By then I had only exchanged a word or two with Barbara, though this, in a way, was a mark of intimacy rather than because she had been unwilling to talk, or because any change had already consciously taken place in our relationship. Most of dinner she had spent telling Archie Gilbert rather a long story about some dance. Now she turned towards me, just before she went through the door, and gave one of those half-smiles that I associated with moments — infrequent moments — when she was not quite sure of herself: smiles which I found particularly hard to resist, because they seemed to show a less familiar, more mysterious side of her that noisiness and ragging were partly designed to conceal. On that occasion her look seemed to be intended perhaps to reconcile the fact that throughout the meal she had allowed me so little of her attention. Sir Gavin assured his wife that we would “not be long” in further occupation of the dining-room; and, when the door was closed, he moved the port in the direction of Pardoe.
“I hear you’re letting your shooting,” he remarked.
“Got to cut down somewhere,” said Pardoe. “That seemed as good a place as anywhere to begin.”
“Outgoings very heavy?”
“A lot of things to be brought up to date.”
The two of them settled down to discuss Shropshire coverts, with which Sir Gavin had some familiarity since his father-in-law, Lord Aberavon, had settled on the borders of that county during the latter part of his life; though the house had been sold at his death. Archie Gilbert, having successfully undertaken the operation of releasing the ladies from the room, returned to the chair next to mine. I asked who was giving the other dance that night.
“Mrs. Samson.”
“What will it be like?”
“Probably better than the Huntercombes’. Mrs. Samson has got Ambrose — though of course the band is not everything.”
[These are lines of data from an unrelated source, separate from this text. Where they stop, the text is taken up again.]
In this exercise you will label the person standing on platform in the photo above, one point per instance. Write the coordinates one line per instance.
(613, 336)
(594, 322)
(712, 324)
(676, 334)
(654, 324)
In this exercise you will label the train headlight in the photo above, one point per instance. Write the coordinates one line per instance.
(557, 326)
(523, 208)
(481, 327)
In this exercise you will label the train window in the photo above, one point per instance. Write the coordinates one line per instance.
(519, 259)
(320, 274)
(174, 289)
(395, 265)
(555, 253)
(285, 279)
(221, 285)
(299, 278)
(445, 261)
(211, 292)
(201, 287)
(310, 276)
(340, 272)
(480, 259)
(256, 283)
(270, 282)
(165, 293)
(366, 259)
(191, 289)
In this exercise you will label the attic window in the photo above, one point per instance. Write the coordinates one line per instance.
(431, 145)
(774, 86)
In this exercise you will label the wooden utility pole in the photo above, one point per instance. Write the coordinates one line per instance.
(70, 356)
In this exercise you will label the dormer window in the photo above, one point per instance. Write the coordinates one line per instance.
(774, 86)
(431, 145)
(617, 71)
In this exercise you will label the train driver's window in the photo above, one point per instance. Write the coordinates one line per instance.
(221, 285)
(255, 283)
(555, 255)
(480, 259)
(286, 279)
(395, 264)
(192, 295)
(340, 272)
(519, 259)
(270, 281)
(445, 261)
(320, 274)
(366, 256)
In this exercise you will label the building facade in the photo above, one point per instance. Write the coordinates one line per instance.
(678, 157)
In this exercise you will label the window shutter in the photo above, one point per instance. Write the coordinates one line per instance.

“Are you going to Mrs. Samson’s.”
He gave the ghost of a smile at what he must have regarded as a question needlessly asked.
“I expect I shall look in.”
“Is it for Daphne?”
“For Cynthia, the youngest girl,” he said, with gentle reproof at the thoughtlessness once more shown in putting this inquiry, which betrayed an altogether insufficiently serious approach to the world of dances. “Daphne has been out for ages.”
On the other side of the table Widmerpool seemed, for some reason, determined to make a good impression on Tompsitt. Together they had begun to talk over the question of the Far East; Tompsitt treating Widmerpool’s views on that subject with more respect than I should have expected him to show.
“I see the Chinese marshals have announced their victory to the spirit of the late Dr. Sun Yat-sen,” Widmerpool was saying.
He spoke rather as if he had himself expected an invitation to the ceremony, but was prepared to overlook its omission on this occasion. Tompsitt, pursing his lips, rather in Widmerpool’s own manner, concurred that such solemn rites had indeed taken place.